核軍縮は、米英仏中露の核兵器保有国を巻き込み、段階的に実現していくのが現実的なアプローチだ。まず保有国と非保有国の溝を埋めることを優先する必要がある。
国連の核軍縮作業部会が、核兵器禁止条約の締結交渉を来年中に開始するよう勧告する報告書を、賛成多数で採択した。
条約は、核兵器の削減にとどまらず、保有、使用、配備などを一気に禁止することを想定する。交渉開始の是非は、秋の国連総会で改めて検討される。
昨年5月に核拡散防止条約(NPT)再検討会議が決裂するなど、核軍縮の停滞が背景にあろう。今年5月のオバマ米大統領の広島訪問後も、具体的な進展はない。核保有国の消極的な姿勢に対する非保有国の不満は理解できる。
疑問なのは、作業部会が核保有国抜きで進められたことだ。このまま条約作りを進めても、実効性は期待できず、絵に描いた餅になるのは明らかである。
作業部会では、非保有国間の意見対立も浮き彫りになった。
報告書は、メキシコやオーストリアが主導し、68か国が賛成した。米国の「核の傘」に頼る必要がないアフリカや中南米、東南アジアの国が多い。
韓国やオーストラリア、ドイツなど22か国は反対票を投じた。日本など13か国は棄権した。全会一致が原則の作業部会で採決が行われたこと自体、異例である。
唯一の被爆国として核保有国と非保有国の「橋渡し役」を務める日本が、対立の先鋭化を防ぐために棄権したのはやむを得まい。
重要なのは、反対や棄権に回った国の大半が、ロシアや中国、北朝鮮などの軍事的脅威に直面している点である。米国の核抑止力が有効に機能する中、日韓などが禁止条約に「安全保障上の懸念」を示しているのは当然だろう。
核保有国も、「核軍縮は安全保障環境を考慮しながら進めるべきだ」と主張している。禁止条約は受け入れられないとの立場だ。

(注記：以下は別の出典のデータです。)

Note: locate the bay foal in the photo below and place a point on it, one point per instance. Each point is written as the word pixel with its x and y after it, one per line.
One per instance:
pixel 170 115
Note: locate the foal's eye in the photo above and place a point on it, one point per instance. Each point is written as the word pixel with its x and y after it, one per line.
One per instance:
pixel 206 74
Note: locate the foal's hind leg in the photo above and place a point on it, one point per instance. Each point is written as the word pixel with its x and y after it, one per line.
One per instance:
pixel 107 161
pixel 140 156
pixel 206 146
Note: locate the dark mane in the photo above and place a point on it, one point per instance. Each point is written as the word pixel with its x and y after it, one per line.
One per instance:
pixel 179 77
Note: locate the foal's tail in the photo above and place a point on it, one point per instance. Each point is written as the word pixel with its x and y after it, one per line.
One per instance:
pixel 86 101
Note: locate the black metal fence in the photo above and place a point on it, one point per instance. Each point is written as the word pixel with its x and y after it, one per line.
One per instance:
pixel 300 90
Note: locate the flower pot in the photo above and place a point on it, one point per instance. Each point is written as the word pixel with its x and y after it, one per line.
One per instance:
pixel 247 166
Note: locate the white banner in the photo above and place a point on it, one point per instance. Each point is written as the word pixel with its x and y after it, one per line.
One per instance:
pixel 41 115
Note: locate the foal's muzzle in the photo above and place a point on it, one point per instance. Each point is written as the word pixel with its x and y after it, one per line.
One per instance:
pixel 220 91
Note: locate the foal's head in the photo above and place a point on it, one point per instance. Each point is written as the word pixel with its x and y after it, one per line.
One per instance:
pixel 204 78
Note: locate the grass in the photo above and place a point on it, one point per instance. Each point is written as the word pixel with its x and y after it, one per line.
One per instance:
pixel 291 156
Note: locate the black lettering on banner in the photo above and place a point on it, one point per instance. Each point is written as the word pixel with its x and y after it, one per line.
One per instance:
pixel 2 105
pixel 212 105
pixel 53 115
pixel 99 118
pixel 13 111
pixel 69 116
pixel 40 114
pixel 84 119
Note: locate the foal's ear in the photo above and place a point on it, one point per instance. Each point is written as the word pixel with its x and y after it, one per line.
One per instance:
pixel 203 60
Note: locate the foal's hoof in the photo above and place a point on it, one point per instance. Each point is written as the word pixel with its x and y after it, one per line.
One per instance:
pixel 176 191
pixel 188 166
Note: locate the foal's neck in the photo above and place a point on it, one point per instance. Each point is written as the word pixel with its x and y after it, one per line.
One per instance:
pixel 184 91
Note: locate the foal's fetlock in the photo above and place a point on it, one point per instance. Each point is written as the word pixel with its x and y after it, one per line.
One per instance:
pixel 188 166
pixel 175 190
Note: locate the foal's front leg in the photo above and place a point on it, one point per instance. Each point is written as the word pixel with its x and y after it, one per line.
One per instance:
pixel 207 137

世界の核兵器1万5000発超の9割を保有する米露両国は、ウクライナ情勢などを巡る確執により、核軍縮を進められずにいる。中国は実態を隠したまま核戦力を増強する。北朝鮮は米本土に到達する核ミサイルを開発中だ。
こうした緊張の構図を踏まえ、各国の安全保障に悪影響を与えない範囲で、核軍縮の機運を高め、核保有国に一定の圧力をかける。日本を中心に、そうした実現可能な方策を探る努力を続けたい。